How can you guard against that sort of criminal behaviour through a peer review process – our methods are just not geared to dealing with those issues… Our process is based on trust…

Uncertainty here is linked to, at best, misleading information and, at worst, blatantly criminal behaviour. Stephen Jackson suggests the solution may be creating statutory powers that let the QAA to more vigorously investigate new providers in England.

It is possible that an uncertainty-based approach to regulation could help overcome the threat of misleading data. In this situation, the concept of resilience applies to the regulator; QAA, using human intelligence gathering tools in combination with intelligent information sharing with sister regulatory organisations, could be flexible enough to deal with new types of higher education providers with different missions from the institutions of the traditional sector. The relationships developed with new providers may start burdensome but could become less so as trust is built between the provider and the regulator.

New approach

Uncertainty-based regulation comes with some risks.

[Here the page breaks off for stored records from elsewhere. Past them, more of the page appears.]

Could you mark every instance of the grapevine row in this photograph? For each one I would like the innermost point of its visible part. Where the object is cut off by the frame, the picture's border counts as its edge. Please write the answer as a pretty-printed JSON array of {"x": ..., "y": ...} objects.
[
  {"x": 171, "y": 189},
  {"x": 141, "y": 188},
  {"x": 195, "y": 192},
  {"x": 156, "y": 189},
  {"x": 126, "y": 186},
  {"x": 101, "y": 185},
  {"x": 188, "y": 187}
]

Human intelligence presumes a role for human judgement and with judgement comes bias. Uncertainty-based regulation, therefore, requires a level of trust of the regulators on the part of higher education providers. Human intelligence gathering requires relationships, not merely data reporting.

While burdensome, data reporting does not involve a significant amount of human interaction. Rebalancing the use of human intelligence and data intelligence may represent a diminished reporting burden on higher education providers, but will providers and regulators be prepared and have the resources to invest the time needed to build the necessarily relationships?

A second question arises about the perspective of uncertainty-based regulation. Should regulators be assessing the resilience of individual higher education providers, taking a starting position of assuring individual institutional health? Or should regulators focus on the resilience of the higher education sector as a whole, assuming failure of individual providers as a natural consequence of increased marketization (as suggested by the 2014 Office of Fair Trading report on the English undergraduate sector) provided the overall sector could deal with displaced students and public needs? Ultimately these may be questions for primary legislation and Parliament to answer.